If we wished to generate a factor with a specific order of labels, we could call:

factor(col, levels=c("red", "green", "blue"))
##  [1] green green green red   green red   red   red   green blue
## Levels: red green blue

We can also assign different labels upon creation of a factor:

factor(col, levels=c("red", "green", "blue"), labels=c("r", "g", "b"))
##  [1] g g g r g r r r g b
## Levels: r g b

Knowing how factors are represented is important when we deal with factors that are built around data that look like numeric. This is because their conversion to numeric gives the internal codes, not the actual values:

(f <- factor(c(1, 3, 0, 1, 4, 0, 0, 1, 4)))
## [1] 1 3 0 1 4 0 0 1 4
## Levels: 0 1 3 4
as.numeric(f) # not necessarily what we want here
## [1] 2 3 1 2 4 1 1 2 4
as.numeric(as.character(f)) # much better
## [1] 1 3 0 1 4 0 0 1 4

Moreover, that idea is labour-saving in contexts such as plotting of data that are grouped into different classes. For instance, here is a scatter plot for the Sepal.Length and Petal.Width variables in the iris dataset (which is an object of type data.frame, see below).

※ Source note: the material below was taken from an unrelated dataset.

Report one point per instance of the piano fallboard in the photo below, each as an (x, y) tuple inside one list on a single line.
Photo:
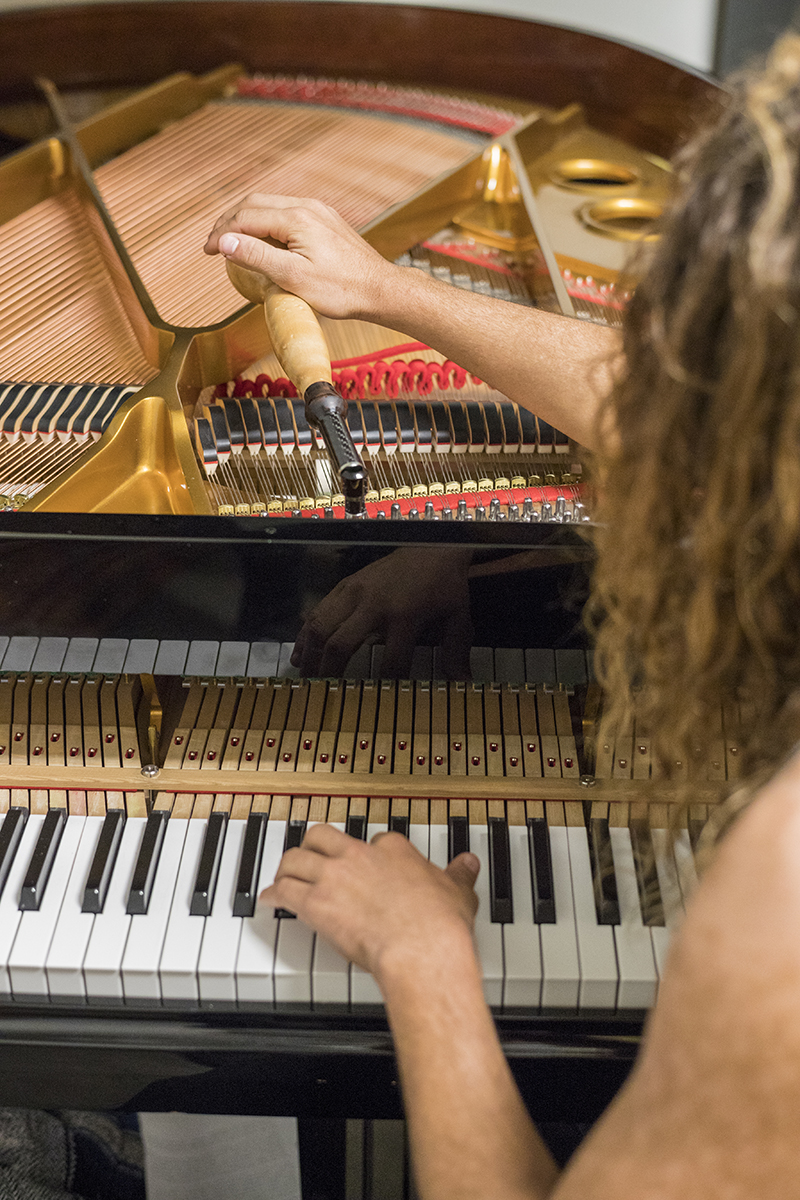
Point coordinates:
[(293, 1063)]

Flowers are of different Species, and we wish to indicate which point belongs to which class:

plot(iris$Sepal.Length, # x iris$Petal.Width,  # y
col=as.numeric(iris$Species), # colours pch=as.numeric(iris$Species), # plotting characters
las=1 # rotate Y axis labels
)

The above was possible because the Species column is a factor object with:

levels(iris\$Species)
## [1] "setosa"     "versicolor" "virginica"

and the meaning of pch of 1, 2, 3, … is “circle”, “triangle”, “plus”, …, respectively. What’s more, there’s a default palette that maps consecutive integers to different colours:

palette()
## [1] "black"   "red"     "green3"  "blue"    "cyan"    "magenta"
## [7] "yellow"  "gray"

Hence, black circles mark irises from the 1st class, i.e., “setosa”.